HD32 - Report of the Joint Subcommittee Studying Community Government in Urbanizing Counties

  • Published: 1979
  • Author: Joint Subcommittee Studying Community Government in Urbanizing Counties
  • Enabling Authority: House Joint Resolution 171 (Regular Session, 1978)

Executive Summary:

This Subcommittee has examined the problem of community government in urbanizing areas of the Commonwealth. This problem is most pronounced in the Washington suburbs of Northern Virginia, but it is not confined to that area.

Fairfax County is the most populous county in the Commonwealth and one of the most urbanized. Furthermore, it is still rapidly growing. Within the county, there are three incorporated towns and also numerous communities which have some sense of identity. The most well-defined of these communities is Reston.

Reston is one of the "planned towns" which was widely acclaimed in the decade of the 60's. The size and direction of its growth have been carefully planned and directed so as to minimize the negative effects of urban development. Reston is not incorporated and, under both the law establishing the optional form of county government under which Fairfax County operates and the general law relating to town incorporation, it could not be incorporated (§§ 15.1-785 and 15.1-967).

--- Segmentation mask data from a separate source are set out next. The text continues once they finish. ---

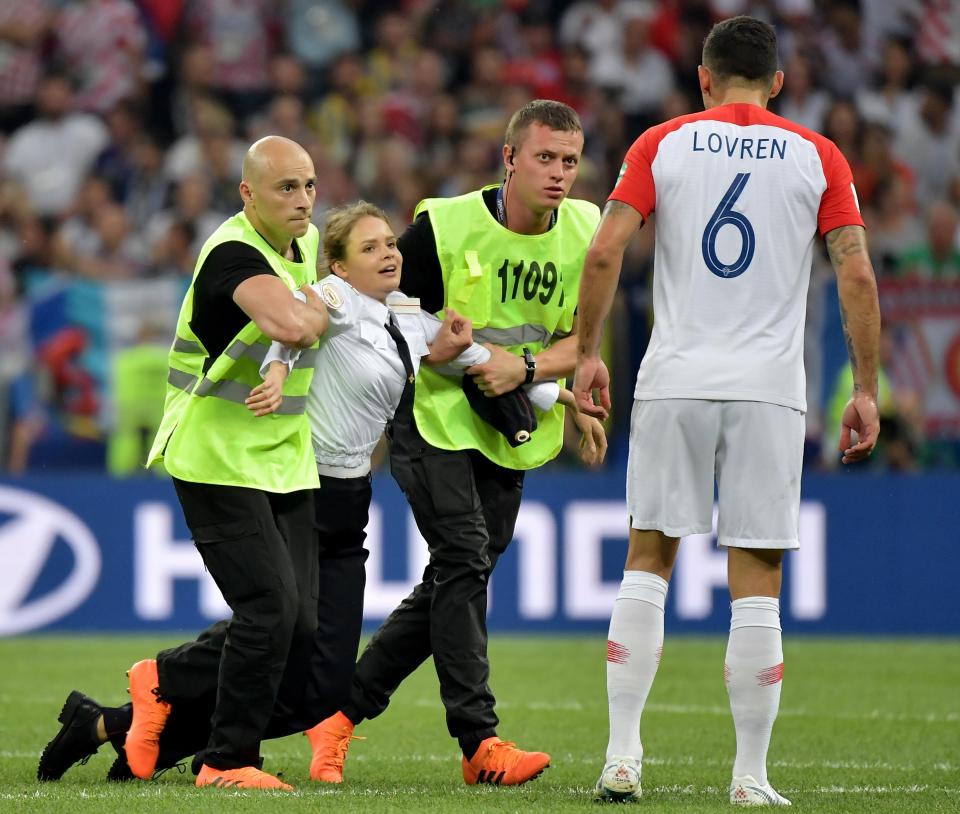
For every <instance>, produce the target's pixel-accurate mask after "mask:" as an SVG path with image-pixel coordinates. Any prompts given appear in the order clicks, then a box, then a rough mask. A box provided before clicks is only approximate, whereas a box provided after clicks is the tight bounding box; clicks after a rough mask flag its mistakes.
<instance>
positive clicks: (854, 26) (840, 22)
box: [819, 0, 873, 99]
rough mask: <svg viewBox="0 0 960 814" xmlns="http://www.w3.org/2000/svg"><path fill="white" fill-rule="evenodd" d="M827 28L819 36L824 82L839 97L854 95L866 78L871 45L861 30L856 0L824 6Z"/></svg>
mask: <svg viewBox="0 0 960 814" xmlns="http://www.w3.org/2000/svg"><path fill="white" fill-rule="evenodd" d="M826 18H827V28H826V30H825V31H824V32H823V34H822V36H821V37H820V43H819V45H820V54H821V57H822V59H823V62H824V81H825V82H826V83H827V86H828V87H829V88H830V89H831V90H832V91H833V92H834V93H835V94H837V95H838V96H843V97H845V98H848V99H849V98H853V97H854V96H855V95H856V94H857V92H858V91H860V90H861V89H862V88H863V87H865V86H866V84H867V82H868V81H869V77H870V71H871V70H872V68H873V65H872V64H871V59H872V57H873V46H872V44H871V43H868V42H867V40H866V37H865V36H864V32H863V25H862V18H861V15H860V4H859V2H858V0H839V2H834V3H831V4H829V6H827V8H826Z"/></svg>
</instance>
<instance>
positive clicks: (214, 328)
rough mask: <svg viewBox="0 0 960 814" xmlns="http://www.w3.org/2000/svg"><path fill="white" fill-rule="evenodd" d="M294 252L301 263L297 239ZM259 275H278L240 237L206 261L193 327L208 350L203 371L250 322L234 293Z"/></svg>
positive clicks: (193, 317) (192, 320) (246, 314)
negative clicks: (240, 287)
mask: <svg viewBox="0 0 960 814" xmlns="http://www.w3.org/2000/svg"><path fill="white" fill-rule="evenodd" d="M293 251H294V259H295V260H296V261H297V262H300V261H301V254H300V247H299V246H297V241H293ZM258 274H272V275H273V276H274V277H275V276H276V272H275V271H274V270H273V269H272V268H270V264H269V263H268V262H267V260H266V258H265V257H264V256H263V255H262V254H261V253H260V252H258V251H257V250H256V249H254V248H253V247H252V246H249V245H247V244H246V243H242V242H241V241H239V240H230V241H227V242H226V243H221V244H220V245H219V246H217V247H216V248H214V249H213V251H211V252H210V254H208V255H207V259H206V260H204V261H203V265H202V266H201V267H200V271H199V272H198V274H197V279H196V280H195V281H194V283H193V316H192V318H191V319H190V328H191V329H192V330H193V332H194V333H195V334H196V336H197V339H199V340H200V342H201V343H202V344H203V347H204V348H206V350H207V359H206V360H205V361H204V363H203V370H204V372H206V371H207V370H208V369H209V368H210V365H212V364H213V361H214V359H216V358H217V357H218V356H219V355H220V354H221V353H223V352H224V350H226V348H227V343H228V342H229V341H230V340H231V339H233V337H235V336H236V335H237V334H238V333H239V332H240V330H241V329H242V328H243V326H244V325H246V324H247V323H248V322H249V321H250V317H248V316H247V314H246V312H245V311H244V310H243V309H242V308H241V307H240V306H239V305H237V304H236V303H235V302H234V301H233V292H234V291H235V290H236V288H237V286H238V285H240V283H242V282H243V281H244V280H248V279H250V278H251V277H256V276H257V275H258Z"/></svg>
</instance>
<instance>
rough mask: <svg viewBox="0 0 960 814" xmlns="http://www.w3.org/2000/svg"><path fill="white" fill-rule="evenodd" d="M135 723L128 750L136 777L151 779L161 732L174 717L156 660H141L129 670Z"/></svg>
mask: <svg viewBox="0 0 960 814" xmlns="http://www.w3.org/2000/svg"><path fill="white" fill-rule="evenodd" d="M127 676H128V677H129V679H130V686H129V687H128V688H127V692H128V693H130V701H131V702H132V703H133V723H131V724H130V729H129V731H128V732H127V740H126V743H125V744H124V750H125V751H126V753H127V763H128V764H129V765H130V771H131V772H133V774H134V776H135V777H139V778H141V779H142V780H148V779H149V778H150V776H151V775H152V774H153V770H154V769H156V768H157V758H158V757H159V756H160V733H161V732H163V727H164V726H166V723H167V718H168V717H169V715H170V704H168V703H167V702H166V701H164V700H163V699H162V698H161V697H160V678H159V676H158V675H157V662H156V660H155V659H144V660H143V661H138V662H137V663H136V664H134V665H133V667H131V668H130V669H129V670H128V671H127Z"/></svg>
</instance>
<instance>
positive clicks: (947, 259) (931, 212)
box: [896, 201, 960, 280]
mask: <svg viewBox="0 0 960 814" xmlns="http://www.w3.org/2000/svg"><path fill="white" fill-rule="evenodd" d="M958 226H960V215H958V213H957V209H956V208H955V207H954V206H953V204H951V203H949V202H948V201H934V202H933V203H932V204H930V206H929V207H928V208H927V216H926V233H927V234H926V239H925V240H924V241H923V242H921V243H918V244H915V245H913V246H908V247H907V248H906V249H905V250H904V251H903V252H902V253H901V254H900V255H899V256H898V257H897V265H896V274H897V276H898V277H903V278H906V279H912V280H960V247H958V246H957V237H958V233H957V229H958Z"/></svg>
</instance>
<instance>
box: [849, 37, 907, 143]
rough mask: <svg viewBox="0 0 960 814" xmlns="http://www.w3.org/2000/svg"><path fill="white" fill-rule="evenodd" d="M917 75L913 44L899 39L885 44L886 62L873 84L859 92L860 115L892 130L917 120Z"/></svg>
mask: <svg viewBox="0 0 960 814" xmlns="http://www.w3.org/2000/svg"><path fill="white" fill-rule="evenodd" d="M916 72H917V71H916V65H915V64H914V61H913V58H912V56H911V54H910V43H909V42H908V41H906V40H904V39H903V38H900V37H889V38H888V39H887V40H886V41H885V42H884V44H883V61H882V62H881V64H880V68H879V70H878V71H877V76H876V78H875V82H874V84H873V85H868V86H866V87H863V88H861V89H860V90H859V91H857V95H856V103H857V109H858V110H859V111H860V115H861V116H863V118H864V119H866V120H867V121H868V122H879V123H880V124H885V125H886V126H887V127H889V128H891V129H892V130H896V129H898V128H899V127H901V126H902V125H903V124H904V123H906V122H909V121H911V120H913V119H915V118H916V116H917V95H916V93H915V92H914V89H913V85H914V80H915V79H916Z"/></svg>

In the past few years, many of the residents of Reston have come to feel that the community should be incorporated as a town. In 1977, the General Assembly passed legislation which would, if reenacted by the 1979 General Assembly, allow the residents of Reston to hold a referendum in order to determine if they should incorporate as a town (Chapter 403, 1977 Acts of Assembly). A bill was introduced in the 1978 General Assembly to reenact this legislation, and it was carried over to the 1979 Session.

With the current problem of Reston before it and the possibility of similar problems occurring elsewhere, the General Assembly directed that a study be made of the general issue of communities within urbanizing areas.